Для повести характерны открытые формы выражения конфликта. Двуаспектностью её жанровой «ситуации» объясняется то, что в произведениях данного типа всегда отчётливо выражен один проблемно-тематический срез,
воссоздаются отдельные аспекты конфликтных отношений «родового» и «видового», избирается определенный содержательный уровень их реализации, одна целевая плоскость для изображения человека, противодействующего тем или иным силам. В том случае если он является персонификацией этих сил, то выбирается определённый аспект выражения его столкновений с самим собой.«Односторонность» повести проявляется в выраженности
(чаще всего в открытой форме) конфликтных отношений и противоборствующих сил при доминировании одного из видов причинной обусловленности, например, исторической («Призраки» И.С. Тургенева, «Старые годы» П.И. Мельникова-Печерского), социальной («Крестьянское горе» Ф.Д. Нефёдова, «Николай Суетнов» И.А. Салова), социально-бытовой («Червонный король» М. Вовчок, «Окольным путём» В.Г. Авсеенко), социально-психологической («Село Степанчиково и его обитатели» Ф.М. Достоевского, «Варенька Ульмина» Л.Я. Стечькиной), культурно-исторической («Стук… стук… стук!..» И.С. Тургенева, «Сухая любовь» М.В. Авдеева), «природной» («Железная воля» Н.С. Лескова, «Институтка» М. Вовчок).Именно поэтому в повести предметом изображения становятся отдельные аспекты многосторонних отношений
человека и действительности (или они явно доминируют): например, социальный («Пахатник и бархатник» Д.В. Григоровича, «Юровая» Н. И. Наумова), социально-бытовой («Мещанское счастье» Н.Г. Помяловского, «Яшенька» М.Е. Салтыкова-Щедрина), социально-нравственный («Грачевский крокодил» И.А. Салова, «Три дороги» П.В. Засодимского), нравственно-психологический («День итога» М.Н. Альбова, «Пансионерка» Н.Д. Хвощинской), философский («Довольно» И.С. Тургенева, «Детские годы. (Из воспоминаний Меркула Праотцева)» Н.С. Лескова, «Записки из подполья» Ф.М. Достоевского). А это, в свою очередь, создаёт проблемно-тематическую основу дифференциации «поджанров» (жанровых разновидностей).В конфликте повести в роли внутреннего критерия
выступает «человеческое» (как то, что несёт в себе «родовое», «общечеловеческое»), что вполне соотносимо с изображением в рамках «микросреды». В художественном мире произведений этого жанра «человеческое» становится сферой «всеобщего», то есть выполняет такую идейно-структурную роль, несёт такую эстетическую нагрузку, какую в романе выполняют и несут «сверхличные ценности» (родина, национальная жизнь, историческое бытие народа, общество, культура, общественное движение, стихии национальной жизни, время, строй вещей, «век» и т. д.). В романе, как уже отмечалось, это выражается в приобщении героя к ценностям общеисторического, национального масштаба, в обретении им «согласия с людьми (нацией, народом, человечеством), с миром…»[277].Познавательно-ценностным «ядром» жанровой «концепции человека» повести является эстетический анализ меры
осознания героями несоответствия их идеалов, коренящихся в общечеловеческих представлениях, «порядку вещей», а также мера ощущения неадекватности «родового» и «видового», характерной для «нормы человека» той или иной социальной среды.Этим объясняется то, что напряжённые узлы «однонаправленных» конфликтов «социального» и «человеческого» в повести чаще всего выявляются через призму нравственных коллизий, в свете этических требований по отношению к человеку и истории[278]
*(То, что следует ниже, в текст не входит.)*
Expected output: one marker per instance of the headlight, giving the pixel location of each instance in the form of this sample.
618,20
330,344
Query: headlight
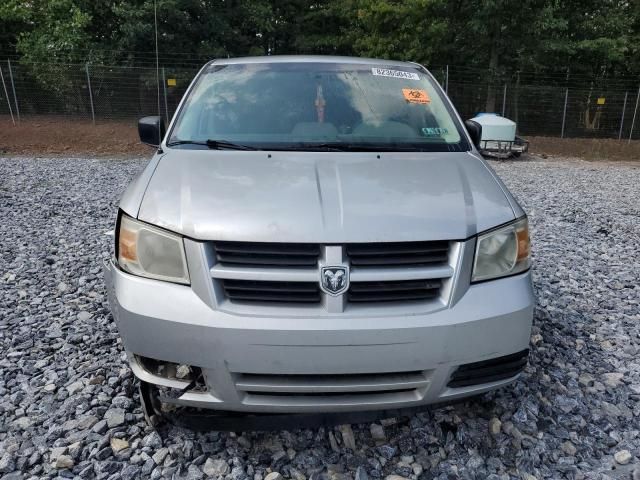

(даже в таких, например, социальных повестях, как «Пахатник и бархатник» Д.В. Григоровича, «Степан Рулёв» Н.Ф. Бажина). В повести как жанре актуализируется моральный, нравственно-психологический план изображения именно в связи с тем, что воссоздаются коллизии и характеры, которые фиксируют отдельные уровни и формы противоречивого единства «родового», «социально-исторического» и «индивидуального». Конфликты «социального» и «человеческого», раскрываемые в нравственном плане, можно найти в любом произведении, в романе («Преступление и наказание» Достоевского) или рассказе («Ионыч» Чехова), но в повести отдельные аспекты связей общественного, исторического и нравственного становятся предметом и средством художественного анализа одновременно.